Perayaan Musisi Lintas Genre
Salatiga malam ini tak seperti biasanya, Music Merch Festival 2023 mampu menyatukan segala genre musik dan skena, semua tumpah ruah dalam kehangatan. Sebelum acara perfomance dimulai, penonton disuguhkan lapak Pop up Market mulai dari Kasette Pae (@kasette pae), Maximum Alternative (@maximumalternativ), B.A Record Store (@bekas.anyar), Cranky (@crankystore_salatiga), Shoping Loakan (@sekenanlawas), Stalls of Berkah Record (@lapak of blessings03), Goods X Used (@barangxbekas). Serta ada Official Merch Underestimate (@underestimatehc), Deathcurse (@deathcurseofficia), Dosed Youth (@80sfuckinrules), Toxic Society (@toxicsociety), dan Thrash Iron Side (@ironsidefury).
Pukul menunjukkan 19.00 WIB, makin malam penonton makin membludak. Bising obrolan mulai mereda selaras dimulainya perfomance pertama: No! Words!. Distorsi gitar listrik pop punk menyeruak di tengah-tengah kerumunan. No! Words! dengan komposisi 5 anak muda yang beranjak dewasa, saat ini beranggotakan Whysadega (vokal/gitar), Silvia (vokal), Noreen (bass), Narkojun (gitar), dan Yoel (drum). Dibentuk tahun 2021 oleh sang gitaris Whysadega yang berawal dari proyek solo dan kini menjadi sebuah band dan kabar baiknya mereka bakal rilis mini album di tahun ini.

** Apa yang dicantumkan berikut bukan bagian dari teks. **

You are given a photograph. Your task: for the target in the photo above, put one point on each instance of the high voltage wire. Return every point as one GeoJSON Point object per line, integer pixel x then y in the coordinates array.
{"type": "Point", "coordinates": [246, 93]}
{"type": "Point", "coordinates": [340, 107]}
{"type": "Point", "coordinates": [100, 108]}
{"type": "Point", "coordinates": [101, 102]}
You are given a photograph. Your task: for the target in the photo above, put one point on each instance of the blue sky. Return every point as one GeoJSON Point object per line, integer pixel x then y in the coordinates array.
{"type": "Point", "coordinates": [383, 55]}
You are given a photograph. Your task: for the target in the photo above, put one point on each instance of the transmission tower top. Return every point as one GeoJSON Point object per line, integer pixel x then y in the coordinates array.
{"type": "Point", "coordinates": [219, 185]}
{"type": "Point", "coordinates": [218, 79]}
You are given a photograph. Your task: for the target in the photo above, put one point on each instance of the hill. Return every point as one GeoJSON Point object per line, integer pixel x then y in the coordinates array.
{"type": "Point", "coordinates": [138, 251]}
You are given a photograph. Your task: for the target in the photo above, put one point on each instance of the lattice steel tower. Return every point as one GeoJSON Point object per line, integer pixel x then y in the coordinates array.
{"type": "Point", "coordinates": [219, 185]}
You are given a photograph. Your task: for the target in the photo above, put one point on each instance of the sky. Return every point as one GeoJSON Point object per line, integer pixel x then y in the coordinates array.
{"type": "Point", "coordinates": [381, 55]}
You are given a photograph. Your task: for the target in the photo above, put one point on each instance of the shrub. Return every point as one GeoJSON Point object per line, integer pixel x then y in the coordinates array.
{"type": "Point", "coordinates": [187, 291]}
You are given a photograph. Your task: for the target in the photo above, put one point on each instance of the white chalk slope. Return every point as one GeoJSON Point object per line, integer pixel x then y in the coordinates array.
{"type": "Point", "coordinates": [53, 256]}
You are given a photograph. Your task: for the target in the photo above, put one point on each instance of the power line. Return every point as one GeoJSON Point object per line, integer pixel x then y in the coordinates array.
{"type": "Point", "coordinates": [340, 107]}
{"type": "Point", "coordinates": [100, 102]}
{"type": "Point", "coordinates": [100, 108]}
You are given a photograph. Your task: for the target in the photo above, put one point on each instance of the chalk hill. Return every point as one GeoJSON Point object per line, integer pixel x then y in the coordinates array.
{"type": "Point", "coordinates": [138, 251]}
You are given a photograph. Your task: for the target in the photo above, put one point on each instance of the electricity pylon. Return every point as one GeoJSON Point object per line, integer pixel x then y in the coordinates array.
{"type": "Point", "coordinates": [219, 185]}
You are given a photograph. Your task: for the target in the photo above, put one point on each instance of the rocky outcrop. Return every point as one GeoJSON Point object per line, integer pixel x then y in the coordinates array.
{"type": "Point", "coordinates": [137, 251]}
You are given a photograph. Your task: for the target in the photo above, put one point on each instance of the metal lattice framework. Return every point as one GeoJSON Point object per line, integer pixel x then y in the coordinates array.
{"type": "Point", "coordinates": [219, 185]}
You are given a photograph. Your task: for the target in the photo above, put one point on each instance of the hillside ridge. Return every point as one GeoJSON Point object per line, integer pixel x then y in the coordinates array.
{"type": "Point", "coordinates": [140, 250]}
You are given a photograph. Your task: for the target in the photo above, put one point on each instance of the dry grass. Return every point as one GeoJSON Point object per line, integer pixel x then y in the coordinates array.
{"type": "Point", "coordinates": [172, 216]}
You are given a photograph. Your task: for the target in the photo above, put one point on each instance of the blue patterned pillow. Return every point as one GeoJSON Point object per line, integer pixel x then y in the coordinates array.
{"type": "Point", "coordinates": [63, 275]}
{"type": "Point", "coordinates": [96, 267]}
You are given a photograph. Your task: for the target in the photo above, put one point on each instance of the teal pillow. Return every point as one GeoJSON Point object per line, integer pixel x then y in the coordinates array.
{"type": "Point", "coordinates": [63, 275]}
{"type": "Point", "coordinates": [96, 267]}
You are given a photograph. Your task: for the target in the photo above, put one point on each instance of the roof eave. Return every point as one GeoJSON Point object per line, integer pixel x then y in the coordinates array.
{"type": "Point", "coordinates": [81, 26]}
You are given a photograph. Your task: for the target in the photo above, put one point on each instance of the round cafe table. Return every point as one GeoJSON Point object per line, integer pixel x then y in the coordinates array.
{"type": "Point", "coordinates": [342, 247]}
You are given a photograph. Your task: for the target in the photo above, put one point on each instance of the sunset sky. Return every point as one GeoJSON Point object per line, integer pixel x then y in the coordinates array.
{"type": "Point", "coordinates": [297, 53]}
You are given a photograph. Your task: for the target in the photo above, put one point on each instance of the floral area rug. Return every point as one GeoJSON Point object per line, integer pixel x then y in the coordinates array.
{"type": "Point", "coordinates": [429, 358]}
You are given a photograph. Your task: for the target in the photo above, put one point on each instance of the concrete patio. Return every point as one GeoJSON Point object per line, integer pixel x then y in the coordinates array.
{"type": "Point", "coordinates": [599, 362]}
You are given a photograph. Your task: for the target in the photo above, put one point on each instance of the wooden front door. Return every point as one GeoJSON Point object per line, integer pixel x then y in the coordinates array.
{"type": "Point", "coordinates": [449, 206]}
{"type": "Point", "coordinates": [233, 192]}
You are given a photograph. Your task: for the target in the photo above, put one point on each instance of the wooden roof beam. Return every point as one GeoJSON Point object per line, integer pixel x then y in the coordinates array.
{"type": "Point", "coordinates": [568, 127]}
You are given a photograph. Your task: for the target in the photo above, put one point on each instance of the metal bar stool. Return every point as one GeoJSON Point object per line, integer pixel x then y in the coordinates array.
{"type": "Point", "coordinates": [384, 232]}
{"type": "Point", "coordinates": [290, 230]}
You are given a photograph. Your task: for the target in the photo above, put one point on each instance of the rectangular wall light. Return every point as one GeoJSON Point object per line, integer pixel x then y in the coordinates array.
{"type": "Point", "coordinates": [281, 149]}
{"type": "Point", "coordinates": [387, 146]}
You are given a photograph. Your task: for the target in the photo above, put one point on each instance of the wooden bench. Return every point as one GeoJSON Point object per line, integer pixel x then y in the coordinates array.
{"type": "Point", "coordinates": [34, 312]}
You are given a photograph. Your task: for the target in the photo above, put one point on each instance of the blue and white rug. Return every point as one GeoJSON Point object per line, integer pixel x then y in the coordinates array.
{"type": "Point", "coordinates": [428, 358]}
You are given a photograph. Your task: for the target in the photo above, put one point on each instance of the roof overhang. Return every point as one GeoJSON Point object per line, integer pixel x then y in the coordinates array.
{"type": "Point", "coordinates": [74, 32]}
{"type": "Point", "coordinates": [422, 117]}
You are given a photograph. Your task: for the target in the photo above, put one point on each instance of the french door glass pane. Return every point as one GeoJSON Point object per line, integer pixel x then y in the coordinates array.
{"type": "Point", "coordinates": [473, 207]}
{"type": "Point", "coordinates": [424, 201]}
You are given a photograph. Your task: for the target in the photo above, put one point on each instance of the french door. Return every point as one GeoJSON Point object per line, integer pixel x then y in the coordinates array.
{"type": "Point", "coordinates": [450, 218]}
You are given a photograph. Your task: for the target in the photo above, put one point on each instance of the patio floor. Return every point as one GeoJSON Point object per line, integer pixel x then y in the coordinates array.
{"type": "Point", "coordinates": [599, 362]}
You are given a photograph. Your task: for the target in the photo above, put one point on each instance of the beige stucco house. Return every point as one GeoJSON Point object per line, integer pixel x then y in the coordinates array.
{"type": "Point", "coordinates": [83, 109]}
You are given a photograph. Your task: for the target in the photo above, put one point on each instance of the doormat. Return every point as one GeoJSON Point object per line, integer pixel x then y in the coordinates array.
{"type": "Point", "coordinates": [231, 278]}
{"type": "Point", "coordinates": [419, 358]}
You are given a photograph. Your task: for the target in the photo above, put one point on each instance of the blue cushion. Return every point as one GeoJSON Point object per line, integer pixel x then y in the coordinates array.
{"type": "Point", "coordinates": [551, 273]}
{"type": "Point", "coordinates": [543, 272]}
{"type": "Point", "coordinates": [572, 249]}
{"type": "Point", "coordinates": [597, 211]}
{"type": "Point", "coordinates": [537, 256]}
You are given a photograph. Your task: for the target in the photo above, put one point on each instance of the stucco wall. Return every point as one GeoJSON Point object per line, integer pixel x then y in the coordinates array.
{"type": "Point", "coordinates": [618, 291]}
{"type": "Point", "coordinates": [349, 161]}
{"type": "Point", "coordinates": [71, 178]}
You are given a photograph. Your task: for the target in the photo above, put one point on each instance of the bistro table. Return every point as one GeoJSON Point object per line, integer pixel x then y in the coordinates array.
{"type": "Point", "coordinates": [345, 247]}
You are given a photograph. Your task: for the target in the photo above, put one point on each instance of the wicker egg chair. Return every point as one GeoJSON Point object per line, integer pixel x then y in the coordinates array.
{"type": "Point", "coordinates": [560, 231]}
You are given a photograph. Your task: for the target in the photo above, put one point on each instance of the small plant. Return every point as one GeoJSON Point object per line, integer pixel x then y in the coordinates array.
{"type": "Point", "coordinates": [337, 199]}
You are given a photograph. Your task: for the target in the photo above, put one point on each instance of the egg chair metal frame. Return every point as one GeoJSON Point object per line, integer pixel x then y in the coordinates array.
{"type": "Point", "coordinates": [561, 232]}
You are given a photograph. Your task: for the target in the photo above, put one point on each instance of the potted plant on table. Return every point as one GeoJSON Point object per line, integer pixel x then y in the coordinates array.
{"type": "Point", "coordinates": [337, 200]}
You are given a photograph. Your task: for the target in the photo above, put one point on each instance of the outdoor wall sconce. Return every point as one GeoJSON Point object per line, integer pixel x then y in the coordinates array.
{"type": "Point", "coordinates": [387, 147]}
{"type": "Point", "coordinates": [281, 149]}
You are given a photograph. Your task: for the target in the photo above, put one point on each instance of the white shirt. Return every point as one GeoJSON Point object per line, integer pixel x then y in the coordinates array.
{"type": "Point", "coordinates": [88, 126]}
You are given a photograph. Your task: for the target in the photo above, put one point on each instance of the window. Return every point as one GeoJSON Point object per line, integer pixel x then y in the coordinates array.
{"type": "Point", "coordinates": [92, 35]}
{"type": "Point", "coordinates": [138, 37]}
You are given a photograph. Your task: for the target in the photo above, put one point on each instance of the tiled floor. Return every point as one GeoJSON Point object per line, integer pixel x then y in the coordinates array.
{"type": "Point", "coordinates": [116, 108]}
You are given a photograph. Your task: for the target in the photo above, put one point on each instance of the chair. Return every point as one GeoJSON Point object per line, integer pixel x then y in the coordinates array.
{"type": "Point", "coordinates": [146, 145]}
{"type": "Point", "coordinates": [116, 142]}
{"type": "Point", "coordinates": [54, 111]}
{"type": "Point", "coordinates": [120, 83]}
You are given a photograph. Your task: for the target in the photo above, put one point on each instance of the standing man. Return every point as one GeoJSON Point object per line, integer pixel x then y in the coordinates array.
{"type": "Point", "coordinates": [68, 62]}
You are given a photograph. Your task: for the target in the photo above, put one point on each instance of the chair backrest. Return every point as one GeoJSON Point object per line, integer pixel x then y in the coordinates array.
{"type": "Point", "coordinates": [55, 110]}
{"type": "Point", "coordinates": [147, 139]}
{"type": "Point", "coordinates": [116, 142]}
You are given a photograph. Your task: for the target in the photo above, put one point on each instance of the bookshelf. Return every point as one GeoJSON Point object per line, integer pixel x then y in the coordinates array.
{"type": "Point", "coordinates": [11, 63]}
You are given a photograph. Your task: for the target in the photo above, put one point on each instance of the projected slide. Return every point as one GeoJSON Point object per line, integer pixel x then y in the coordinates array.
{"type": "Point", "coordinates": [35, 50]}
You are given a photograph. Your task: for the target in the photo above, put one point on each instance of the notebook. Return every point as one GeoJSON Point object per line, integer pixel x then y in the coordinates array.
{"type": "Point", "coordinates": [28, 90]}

Dengan nada pop punk yang lebih power, show dilanjut dengan Chemical Park. Maju dengan formasi baru seakan tidak menyurutkan semangat Chemical Park untuk terus berkarya. Saat ini formasi mereka diisi dengan 3 personil awal; Fadhil (vokal/gitar), Fredy (bass), dan Andy (gitar). Sebagai gongnya, Syrian menjadi puncak atas pesta banda dan cendera mata ini.
Syrian menyuguhkan musik rock dengan balutan vokal tinggi, distorsi ala stoner, dan melodi basah ala psychodelic. Beberapa lagunya juga dimainkan dengan scale ketimuran sehingga tak jarang musik Syrian dipanggil dengan “rock padang pasir”. Digawangi oleh 4 personil formasi awal yaitu Greg Sidharta pada vokal, Doni Negara pada gitar, Andhika Latief pada bass, dan Satria Ghifari pada drum. Kemudian seiring berjalan waktu masuk Josan Ramadan menambah posisi gitar sehingga Syrian menjadi 5 personil.
Bagi saya, acara ini pun merefleksikan para pekerja kreatif khususnya di industri musik, disadari atau tidak, esok harinya adalah hari buruh sedunia.